Plus loin, nous tombons, un peu par hasard, sur de belles oronges aux lamelles jaune doré. Cette amanite des Césars est rare et a, selon mon cueilleur, un délicieux goût de noisette. Sans voyager, et en voyageant parfois, Pierre aime chiner : Atelier Perceval, Julien Maria, Mickael Moing, Douk-Douk, canif Navette, Citadel du Cambodge, Laurent Bellini en Corse, un Marttiini de Finlande fabriqué en atelier par des femmes et même un Bastinelli que Pierre aime prendre pour aller aux champignons.
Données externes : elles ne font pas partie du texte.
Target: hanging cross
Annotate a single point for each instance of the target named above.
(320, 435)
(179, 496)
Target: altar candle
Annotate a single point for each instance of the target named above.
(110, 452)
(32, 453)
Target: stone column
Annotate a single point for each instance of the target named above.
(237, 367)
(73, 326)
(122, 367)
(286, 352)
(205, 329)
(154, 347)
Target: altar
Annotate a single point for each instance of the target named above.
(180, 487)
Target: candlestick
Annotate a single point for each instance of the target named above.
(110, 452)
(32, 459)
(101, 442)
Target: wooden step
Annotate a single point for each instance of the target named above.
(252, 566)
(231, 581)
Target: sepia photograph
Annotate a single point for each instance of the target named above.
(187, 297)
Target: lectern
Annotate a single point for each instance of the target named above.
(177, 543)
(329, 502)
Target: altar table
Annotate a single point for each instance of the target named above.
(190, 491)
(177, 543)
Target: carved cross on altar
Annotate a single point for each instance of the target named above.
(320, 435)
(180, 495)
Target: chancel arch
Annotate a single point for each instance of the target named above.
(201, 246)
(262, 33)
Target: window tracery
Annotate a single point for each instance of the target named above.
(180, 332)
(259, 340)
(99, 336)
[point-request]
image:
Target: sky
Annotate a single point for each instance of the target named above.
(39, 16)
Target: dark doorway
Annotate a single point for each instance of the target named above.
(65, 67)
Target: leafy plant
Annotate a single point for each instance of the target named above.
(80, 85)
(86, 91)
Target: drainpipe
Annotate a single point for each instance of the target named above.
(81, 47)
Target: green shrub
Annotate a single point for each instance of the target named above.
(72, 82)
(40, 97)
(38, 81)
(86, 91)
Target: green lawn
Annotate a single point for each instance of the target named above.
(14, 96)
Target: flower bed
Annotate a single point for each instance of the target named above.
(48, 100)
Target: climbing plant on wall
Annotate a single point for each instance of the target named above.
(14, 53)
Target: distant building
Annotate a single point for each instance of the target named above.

Ce dernier est bien pratique, mais reste un couteau dit tactique, qui a son public, « des guerriers mini-Rambo », selon ses mots.

Le temps file et il est déjà midi lorsqu’il nous faut saluer nos vaches et repasser les clôtures. Les cèpes, me dit Pierre, c’est sûrement fini. Nous ne croisons que de gros Messieurs délaissés, ne séduisant plus que les dames limaces qui en ont fait leur demeure principale. La récolte ne pèse pas moins de trois kilos au total et Pierre me l’a dit, il reviendra samedi.